Status. At the WHO Virtual Ministerial Briefing of 25 May 2026, WHO announced it would evaluate obeldesivir as post-exposure prophylaxis in trials developed jointly with Africa CDC, in response to the Bundibugyo PHEIC. A WHO expert consultation on 28 May 2026 reaffirmed it as a priority candidate for post-exposure prophylaxis among contacts, while noting that operational difficulties with contact tracing in the affected areas complicate implementation. No Bundibugyo-specific human clinical data exists at the time of announcement; an oral route would simplify field deployment relative to existing monoclonal antibody products.

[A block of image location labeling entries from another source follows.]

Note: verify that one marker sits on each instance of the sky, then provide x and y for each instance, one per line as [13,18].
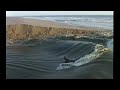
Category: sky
[36,13]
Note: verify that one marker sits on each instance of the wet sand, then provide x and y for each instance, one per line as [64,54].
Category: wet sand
[38,59]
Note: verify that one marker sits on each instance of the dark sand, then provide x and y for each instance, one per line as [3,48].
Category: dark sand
[38,59]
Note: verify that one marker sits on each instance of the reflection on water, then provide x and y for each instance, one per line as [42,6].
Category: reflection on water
[41,60]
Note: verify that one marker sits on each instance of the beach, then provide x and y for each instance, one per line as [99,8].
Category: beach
[35,49]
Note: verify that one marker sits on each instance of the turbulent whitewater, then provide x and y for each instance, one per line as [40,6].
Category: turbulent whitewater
[37,52]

mAb114 + REGN-EB3 (cross-reactivity studies)
Pre-clinical therapeutic
NIAID + Regeneron + Ridgeback · Targets EBOV, BDBV
Mechanism. Monoclonal antibody products approved as Ebanga (mAb114, ansuvimab) and Inmazeb (REGN-EB3) for Zaire ebolavirus. Pre-clinical cross-reactivity work has examined activity against BDBV glycoprotein with mixed results.

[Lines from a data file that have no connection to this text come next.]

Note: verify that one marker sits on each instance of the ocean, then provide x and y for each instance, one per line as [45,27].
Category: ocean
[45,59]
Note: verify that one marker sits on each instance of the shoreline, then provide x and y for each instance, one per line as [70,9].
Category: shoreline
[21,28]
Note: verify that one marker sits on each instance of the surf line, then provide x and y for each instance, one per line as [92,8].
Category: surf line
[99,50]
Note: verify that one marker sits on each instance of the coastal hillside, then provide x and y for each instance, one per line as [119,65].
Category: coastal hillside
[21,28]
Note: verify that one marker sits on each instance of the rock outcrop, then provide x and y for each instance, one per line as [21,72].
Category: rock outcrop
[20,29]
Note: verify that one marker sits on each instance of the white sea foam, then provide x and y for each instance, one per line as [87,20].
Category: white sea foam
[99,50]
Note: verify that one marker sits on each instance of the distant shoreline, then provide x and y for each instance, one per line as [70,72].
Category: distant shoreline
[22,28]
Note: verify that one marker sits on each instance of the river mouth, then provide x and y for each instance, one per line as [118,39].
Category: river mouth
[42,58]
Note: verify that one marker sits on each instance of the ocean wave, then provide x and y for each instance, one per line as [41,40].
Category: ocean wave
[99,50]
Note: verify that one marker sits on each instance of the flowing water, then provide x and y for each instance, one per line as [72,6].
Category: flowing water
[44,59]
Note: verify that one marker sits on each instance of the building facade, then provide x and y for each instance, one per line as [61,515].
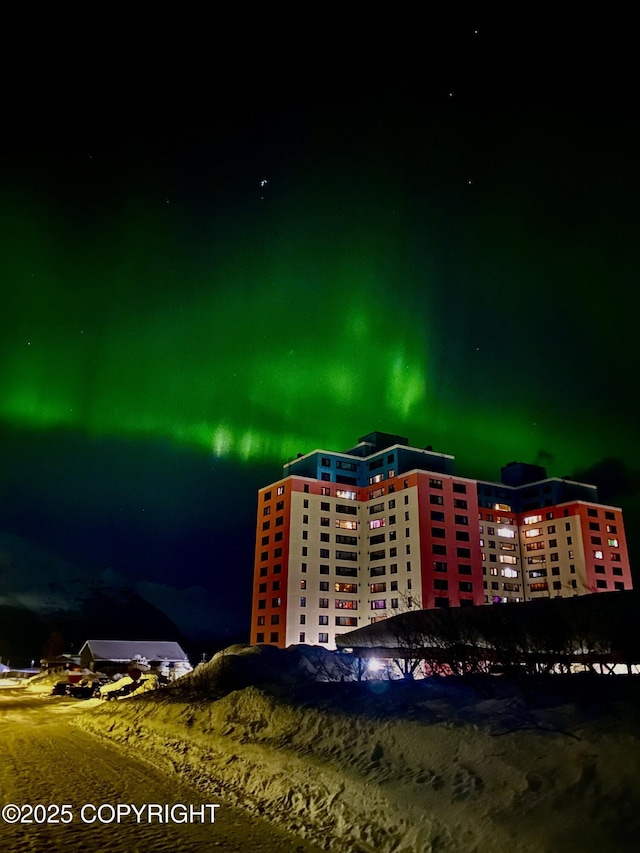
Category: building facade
[346,539]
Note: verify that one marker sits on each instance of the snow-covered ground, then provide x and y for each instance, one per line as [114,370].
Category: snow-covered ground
[435,765]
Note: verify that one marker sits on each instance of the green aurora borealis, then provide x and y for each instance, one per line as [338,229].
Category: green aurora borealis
[445,248]
[301,322]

Status. Neither product is approved for Bundibugyo. Cross-strain neutralisation has been observed in some in-vitro and animal studies; the regulatory and clinical path to expanded indication remains slow. Emergency-use protocols during a PHEIC could permit off-label evaluation under research authorisation.
MBP134 (pan-ebolavirus monoclonal antibody)
Phase 2 therapeutic
Mapp Biopharmaceutical and Adimab, with USAMRIID and academic partners · Targets EBOV, SUDV, BDBV
Mechanism. Two-antibody cocktail engineered for broad pan-ebolavirus neutralisation. Unlike Inmazeb and Ebanga, which target Zaire ebolavirus only, MBP134 has shown protection against Zaire, Sudan, and Bundibugyo viruses in non-human primate challenge studies.

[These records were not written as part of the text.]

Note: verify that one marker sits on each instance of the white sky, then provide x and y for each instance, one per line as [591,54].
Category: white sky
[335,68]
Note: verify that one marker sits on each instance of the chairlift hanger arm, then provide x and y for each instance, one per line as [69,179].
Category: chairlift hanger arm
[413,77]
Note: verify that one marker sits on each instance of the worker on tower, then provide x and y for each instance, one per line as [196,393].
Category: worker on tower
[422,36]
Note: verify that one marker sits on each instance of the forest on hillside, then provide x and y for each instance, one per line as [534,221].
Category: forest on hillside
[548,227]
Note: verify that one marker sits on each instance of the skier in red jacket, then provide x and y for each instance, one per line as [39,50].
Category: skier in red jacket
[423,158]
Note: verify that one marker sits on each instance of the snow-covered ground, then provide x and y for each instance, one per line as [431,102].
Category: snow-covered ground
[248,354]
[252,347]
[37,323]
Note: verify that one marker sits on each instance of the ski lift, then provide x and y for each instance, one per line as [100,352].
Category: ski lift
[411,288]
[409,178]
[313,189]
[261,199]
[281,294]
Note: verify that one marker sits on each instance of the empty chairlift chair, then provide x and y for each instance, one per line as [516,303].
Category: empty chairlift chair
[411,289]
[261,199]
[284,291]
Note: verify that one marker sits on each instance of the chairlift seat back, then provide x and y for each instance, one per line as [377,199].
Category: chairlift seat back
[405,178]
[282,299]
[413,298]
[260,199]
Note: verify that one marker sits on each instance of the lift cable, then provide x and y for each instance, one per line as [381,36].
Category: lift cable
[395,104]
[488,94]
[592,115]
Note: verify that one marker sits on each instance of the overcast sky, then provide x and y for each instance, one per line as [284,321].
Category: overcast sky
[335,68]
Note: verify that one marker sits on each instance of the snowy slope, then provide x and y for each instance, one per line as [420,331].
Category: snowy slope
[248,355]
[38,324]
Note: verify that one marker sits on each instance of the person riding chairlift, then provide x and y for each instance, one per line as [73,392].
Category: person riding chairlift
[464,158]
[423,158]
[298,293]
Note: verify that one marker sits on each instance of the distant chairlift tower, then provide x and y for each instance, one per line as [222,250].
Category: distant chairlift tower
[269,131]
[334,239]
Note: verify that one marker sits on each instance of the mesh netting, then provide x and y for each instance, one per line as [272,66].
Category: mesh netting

Status. Now being evaluated in the PARTNERS trial (Platform Adaptive Randomised Trial for New and Repurposed Filovirus TreatmentS), the first clinical trial of treatments for Bundibugyo virus disease, which enrolled its first patient in Bunia on 2 July 2026. WHO-sponsored and coordinated by the Congolese INRB, the Institute of Tropical Medicine in Antwerp, and the University of Oxford, the trial randomises patients of any age with confirmed disease to standard care alone, standard care plus MBP134, standard care plus remdesivir, or both drugs plus standard care, with mortality at 28 days as the primary endpoint and a target of 700 to 1,000 participants over six months. A first-in-human Phase 1 trial had previously been conducted; no Bundibugyo-specific efficacy data exist in humans yet. Investigational and not approved for any indication.